Some medical scientists and researchers have advised policymakers in the health sector to put premium on neonatal infection research to strengthen newborn care in Africa.
They said the continent could reduce to the barest minimum life-threatening infections in newborns through evidence-based research focusing on prevention, diagnosis, and treatment.
“Neonatal infection is a serious issue, which ought to be dealt with head on. In fact, it is a significant burden for our society, accounting for almost 30 per cent of all deaths in babies across Africa,” Professor John Amuasi, Lead of the SNIP-AFRICA Project in Ghana, told the Ghana News Agency in an interview on Thursday.
This was on the sidelines of the 2026 General Assembly Meeting of the Project, in Accra, which brought together researchers, clinicians, and health partners from 12 institutions across Africa and Europe.
SNIP-AFRICA (Severe Neonatal Infection Adaptive Platform Trials in Africa) is a multi-country research initiative working to improve the prevention, diagnosis, and treatment of life-threatening infections in newborns.
It is being funded by the European Union under Global Health EDCTP3 and coordinated by Fondazione Penta ETS (Italy), with the ambition to innovate research on severe childhood infections, particularly neonatal sepsis.
By using novel adaptive trial design elements, the Project seeks to generate evidence to improve antibiotic treatment of this deadly condition, thereby significantly enhancing the wellbeing of newborns and infants, who are at the highest risk of infection from difficult-to-treat bacteria.
The trial plans to enroll some 1,200 neonates in six neonatal intensive care units in Ghana, Kenya, South Africa and Uganda, to foster a culture of knowledge-sharing and collaboration.
Prof Amuasi, a global health expert, said Ghana played an important leadership role in the SNIP-AFRICA consortium through the Kumasi Centre for Collaborative Research in Tropical Medicine at the Kwame Nkrumah University of Science and Technology.
This year’s General Assembly aimed to review the progress of the Project’s work packages, share research findings, and identify sustainable structures that could continue supporting neonatal infection research.
The key areas of focus encompassed clinical and microbiological surveillance systems for neonatal infections, adaptive clinical trial platforms for evaluating treatments, as well as pharmacokinetics research to optimise drug dosing in newborns, he stated.
Additionally, the Project is providing the platform for capacity building and training for African researchers and healthcare workers, stakeholder engagement and policy integration, as well as legacy planning to ensure long-term impact.
Prof Amuasi said discussions and evidence generated at the meeting would contribute to shaping the future of neonatal infection research across the continent.
The project sought to strengthen research and clinical skills across participating countries and supporting the development of the next generation of African scientists working in neonatal infection research, he added.
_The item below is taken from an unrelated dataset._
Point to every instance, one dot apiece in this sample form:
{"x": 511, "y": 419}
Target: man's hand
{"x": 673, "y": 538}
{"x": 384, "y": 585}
Prof Julia Bielicki, the SNIP-Africa Scientific Coordinator, explained that the outcomes from the 2026 General Assembly were expected to improve how babies with severe infection in Africa were managed, focusing mainly on antibiotics use.
“If you have more restricted resources in terms of the care you can offer to babies, for example, if you cannot incubate and ventilate them very easily, then antibiotics treatment becomes sort of a cornerstone,” she noted.
Consequently, the Assembly shared research lessons on how to improve giving antibiotics to babies, using the right dose essentially, as well as activities relating to which antibiotics and treatments to be chosen, she explained.
The overall agenda is to identify new and better treatments for newborn sepsis, which is a leading cause of death in newborns in Africa.
“SNIP-AFRICA is a critical step in the fight against newborn sepsis, and we are confident that it will make a significant difference in the lives of newborns in Africa,” said Prof Bielicki, a Senior Researcher at the Centre for Neonatal and Paediatric Infection of St George’s University of London, United Kingdom.